Dan Robinson

PROVO — Days after Mitt Romney attacked secularism in a major speech on his Mormon faith, students at the presidential candidate's alma mater were encouraged to prepare themselves for battle against secularists.

Brigham Young University students must gather the intellectual and moral resources to combat abortion, same-sex marriage and moral relativity, Oxford University philosophy professor Daniel Robinson said Monday before a capacity crowd of more than 200 in the Lee Library Auditorium.

"It's important you recognize the burden you have on you," Robinson said. "You must be informed. Adversaries of everything you stand for are often informed, often passionate."

Not a member of The Church of Jesus Christ of Latter-day Saints, which owns BYU, Robinson has twice taught a semester as a visiting professor at the university, which he called "an estimable institution, for which the nation has every reason to be grateful."

"One need not be defensive about one's faith," Robinson said. "One need not be defensive about what one is trying to bring about in the world. What one is trying to bring about is a world in which children are educated, not raped, in which they go on the Internet to learn things that would be difficult to uncover even in the Library of Congress, not to be exposed to obscenity, pornography, things that corrupt and astound and numb the senses and render the most intimate associations in life merely carnal.

"This is what you're fighting, and you better fight it hard enough and with the intellectual and moral resources required by that fight, so that your children have a world that one doesn't hope to leave early, do you see, because it is so disgusting and depraved and defocused."

Robinson is among dozens of scholars who signed a 32-page proclamation supporting marriage created by a thinktank called the Witherspoon Institute. Others who have signed "Marriage and the Public Good: Ten Principles" include BYU law professors Richard Wilkins and Lynn Wardle, noted critics of the same-sex marriage movement.

Two other signatories have spoken at BYU. James Q. Wilson, a public policy expert at Pepperdine, delivered the inaugural Marjorie Pay Hinckley Chair of Social Work lecture in February 2005. Wilson described the negative effects of cohabitation and said it deserved more attention than same-sex marriage. Jean Bethke Elshtain, a social and political ethicist at the University of Chicago, first spoke at BYU in 1996 and defended her pro-life stance at a University Forum in October 2006.

Robinson said he is anxious for college students of faith.
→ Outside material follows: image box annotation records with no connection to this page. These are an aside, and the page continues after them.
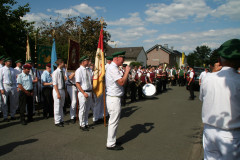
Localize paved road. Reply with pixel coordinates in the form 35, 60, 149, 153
0, 86, 202, 160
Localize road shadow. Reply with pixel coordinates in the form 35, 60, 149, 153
187, 127, 203, 145
0, 139, 38, 157
121, 106, 140, 118
117, 123, 154, 144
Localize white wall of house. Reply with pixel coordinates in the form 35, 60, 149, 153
137, 49, 147, 66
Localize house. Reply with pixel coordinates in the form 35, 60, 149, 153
106, 46, 147, 66
147, 44, 182, 67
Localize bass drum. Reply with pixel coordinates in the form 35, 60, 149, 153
142, 83, 157, 97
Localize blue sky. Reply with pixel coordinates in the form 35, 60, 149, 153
18, 0, 240, 54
"It isn't enough to have the right sentiments," he said. "It isn't even enough to have the right scripture. You have to have the right argument, because you will face those who think nothing of your scripture. You cannot win an argument by waving a book at someone. You understand that. You must prepare yourselves."

Young Christians should be able to explain that religion is not at war with science, he added.
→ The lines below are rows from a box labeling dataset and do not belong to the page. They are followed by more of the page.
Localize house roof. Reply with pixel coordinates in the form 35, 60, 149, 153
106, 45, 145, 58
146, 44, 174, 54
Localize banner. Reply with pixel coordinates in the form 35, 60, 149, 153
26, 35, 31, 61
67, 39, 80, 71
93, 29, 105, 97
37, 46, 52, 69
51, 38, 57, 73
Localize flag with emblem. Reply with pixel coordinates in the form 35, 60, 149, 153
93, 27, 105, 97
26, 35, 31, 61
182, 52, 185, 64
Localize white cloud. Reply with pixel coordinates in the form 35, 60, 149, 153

"The Christian religion gave birth to the modern university. It was within the framework of the modern university that the scientific agenda was set and prosecuted. If you take the history of Christianity out of the history of science and out of the history of thought, the only thing you've got left is some manuals on mining."

BYU students should be able, as Romney attempted last week, to show that the idea of a separation between church and state does not banish religion from the public square, he said.
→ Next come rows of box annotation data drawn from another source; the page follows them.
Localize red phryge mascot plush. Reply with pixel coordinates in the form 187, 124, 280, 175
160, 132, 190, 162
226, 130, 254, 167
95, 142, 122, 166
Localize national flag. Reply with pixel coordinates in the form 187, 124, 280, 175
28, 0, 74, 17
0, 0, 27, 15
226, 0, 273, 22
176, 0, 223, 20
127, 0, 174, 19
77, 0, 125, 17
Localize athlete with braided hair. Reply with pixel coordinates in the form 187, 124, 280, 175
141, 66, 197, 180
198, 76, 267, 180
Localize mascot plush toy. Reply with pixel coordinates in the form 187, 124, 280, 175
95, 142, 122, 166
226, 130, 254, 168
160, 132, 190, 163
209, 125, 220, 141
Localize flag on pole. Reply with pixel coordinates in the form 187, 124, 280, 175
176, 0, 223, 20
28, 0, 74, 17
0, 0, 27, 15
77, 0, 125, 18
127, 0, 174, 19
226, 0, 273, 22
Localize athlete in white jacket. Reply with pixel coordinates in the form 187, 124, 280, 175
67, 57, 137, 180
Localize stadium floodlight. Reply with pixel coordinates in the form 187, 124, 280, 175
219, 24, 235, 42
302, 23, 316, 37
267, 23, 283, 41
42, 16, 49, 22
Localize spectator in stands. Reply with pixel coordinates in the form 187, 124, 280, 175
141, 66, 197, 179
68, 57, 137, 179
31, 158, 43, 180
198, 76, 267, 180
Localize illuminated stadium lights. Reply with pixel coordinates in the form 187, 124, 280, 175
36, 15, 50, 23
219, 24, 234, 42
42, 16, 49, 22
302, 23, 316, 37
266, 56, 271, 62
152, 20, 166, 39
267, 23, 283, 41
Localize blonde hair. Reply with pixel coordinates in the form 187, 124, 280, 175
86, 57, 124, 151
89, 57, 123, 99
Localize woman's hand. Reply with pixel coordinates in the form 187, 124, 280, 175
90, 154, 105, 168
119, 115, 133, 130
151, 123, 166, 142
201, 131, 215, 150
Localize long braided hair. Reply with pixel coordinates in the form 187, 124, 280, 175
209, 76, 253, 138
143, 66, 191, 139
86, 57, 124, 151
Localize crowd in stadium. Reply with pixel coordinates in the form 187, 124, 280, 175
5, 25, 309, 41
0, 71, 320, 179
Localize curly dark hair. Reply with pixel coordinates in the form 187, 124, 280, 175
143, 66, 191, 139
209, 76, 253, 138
Robinson pointed out that separation doctrine was introduced in a letter penned by Thomas Jefferson, not in the Constitution itself, and that six states had state religions when the Constitution was ratified.

"It was never understood that the separation between church and state was the sort of separation you get in a divorce proceeding," he said. " ... It was the protection of religion, not an immunization against it."

The white-haired septuagenarian looked the part of a Hollywood version of an Oxford don, but he warned students against thinking technology will help them. He prescribed rigorous study and thought.

"You see, there isn't a movie that's going to help you with this," Robinson said. "It will be books, and more books, cherished books, filtered wisdom, sympathetic reading, critical reading, rehearsing, thinking about it again, then thinking about it again and then, thinking about it again, and articulating a position that's tight."

"It won't be easy," he added. "It'll be great, joyous fun, though."